El estudio del papado es una afición que devela el alma de Occidente como lo entendió Toynbee. Y la primacía que se les da a los nuncios, reconociéndolos como decanos del cuerpo diplomático es apenas una de las consecuencias prácticas de esa antigüedad. Basta con pensar que las primeras constituciones europeas se inspiraron y fueron precedidas por las reglas de convivencia de los monjes medievales que elegían democráticamente por voto a los Abades y fijaban derechos y deberes de la comunidad con claros trazos de igualdad y libertad en el sentido moderno. Y fueron los únicos que en Europa salvaron los conocimientos perdidos tras el colapso del Imperio Romano, posibilitando el Renacimiento. Ese saber leer y escribir conllevó a que el Estado los cooptara para capacitar a sus funcionarios y con ello se desdibujó su sentido originario. La vocación se trocó en posibilismo, el papado se hizo guerrero y monárquico, y la Iglesia entró de lleno en las cruzadas y en la Inquisición. Y con el advenimiento del Estado-nación surgió el principesco Cardenalato. Afín al mandarinismo del complejo imperio chino.
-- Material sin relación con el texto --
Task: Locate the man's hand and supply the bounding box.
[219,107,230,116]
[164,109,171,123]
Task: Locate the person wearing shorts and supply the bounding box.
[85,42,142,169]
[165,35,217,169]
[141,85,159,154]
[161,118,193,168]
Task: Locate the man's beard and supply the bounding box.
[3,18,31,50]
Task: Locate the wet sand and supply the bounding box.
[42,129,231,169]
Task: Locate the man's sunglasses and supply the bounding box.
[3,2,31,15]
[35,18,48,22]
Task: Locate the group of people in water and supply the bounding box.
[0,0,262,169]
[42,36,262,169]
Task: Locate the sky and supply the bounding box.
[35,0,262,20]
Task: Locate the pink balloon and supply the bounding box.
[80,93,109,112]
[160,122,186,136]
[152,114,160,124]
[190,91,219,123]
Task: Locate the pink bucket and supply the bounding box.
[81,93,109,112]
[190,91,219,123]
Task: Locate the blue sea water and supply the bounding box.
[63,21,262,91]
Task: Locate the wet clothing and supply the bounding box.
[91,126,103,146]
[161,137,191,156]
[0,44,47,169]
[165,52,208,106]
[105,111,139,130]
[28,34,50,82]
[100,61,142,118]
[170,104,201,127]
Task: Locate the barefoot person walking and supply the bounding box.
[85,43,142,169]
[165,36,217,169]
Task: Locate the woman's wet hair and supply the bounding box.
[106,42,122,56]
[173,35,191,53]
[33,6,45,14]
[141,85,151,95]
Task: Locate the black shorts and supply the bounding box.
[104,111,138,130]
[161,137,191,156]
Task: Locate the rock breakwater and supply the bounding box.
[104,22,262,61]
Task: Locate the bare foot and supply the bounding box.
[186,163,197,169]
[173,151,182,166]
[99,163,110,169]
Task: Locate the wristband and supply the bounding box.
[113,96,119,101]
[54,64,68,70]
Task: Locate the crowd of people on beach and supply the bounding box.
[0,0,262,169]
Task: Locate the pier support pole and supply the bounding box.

Un economista católico calculaba que con lo que se viste a un Cardenal se pueden construir varias casas de interés social. Decía que entre los cardenales aunque jubilados por la Santa Sede se les asegura vivienda, oficina, alimentación y mensualidades que superan los cinco mil euros, libres de impuestos. En el Concilio Vaticano se pidió a los altos prelados cambiar la cruz preciosamente enjoyada, en una de madera por lo que simboliza. Paulo VI, ante la caída de feligreses, incluso llamó la atención a los cardenales insistiendo en que “no solo deberían ser pobres sino parecerlo”. Pero fue en vano. Continuaron los trajes de la Casa Gammarelli, las zapatitas Gucci rosadas - uva a la medida, la ropa interior de Dior, los relojes Rolex cuyas pulseras hacían juego con las joyas de los indiscretos anillos, por no mencionar las limosinas en las que se desplazaban demasiados de ellos. ¿Habrá alguien hoy que crea en su soledad central qué el rojo cardenalicio simboliza sacrificio? En fin no lograron superar el complejo principesco del que nos habla airado el ejemplar Papa Francisco cuyo nombre hace alusión a la tradición del pobre de Asís. Y sin dar demasiadas explicaciones ha entregado a los abusadores de menores al brazo secular, intervino al Banco Vaticano cuando se descubrieron sus piruetas de lavado. Y de una forma algo más que metafórica ha dejado a los cardenales más reacios, habitando un bello museo. Mientras él trabaja, vive y duerme en otra parte.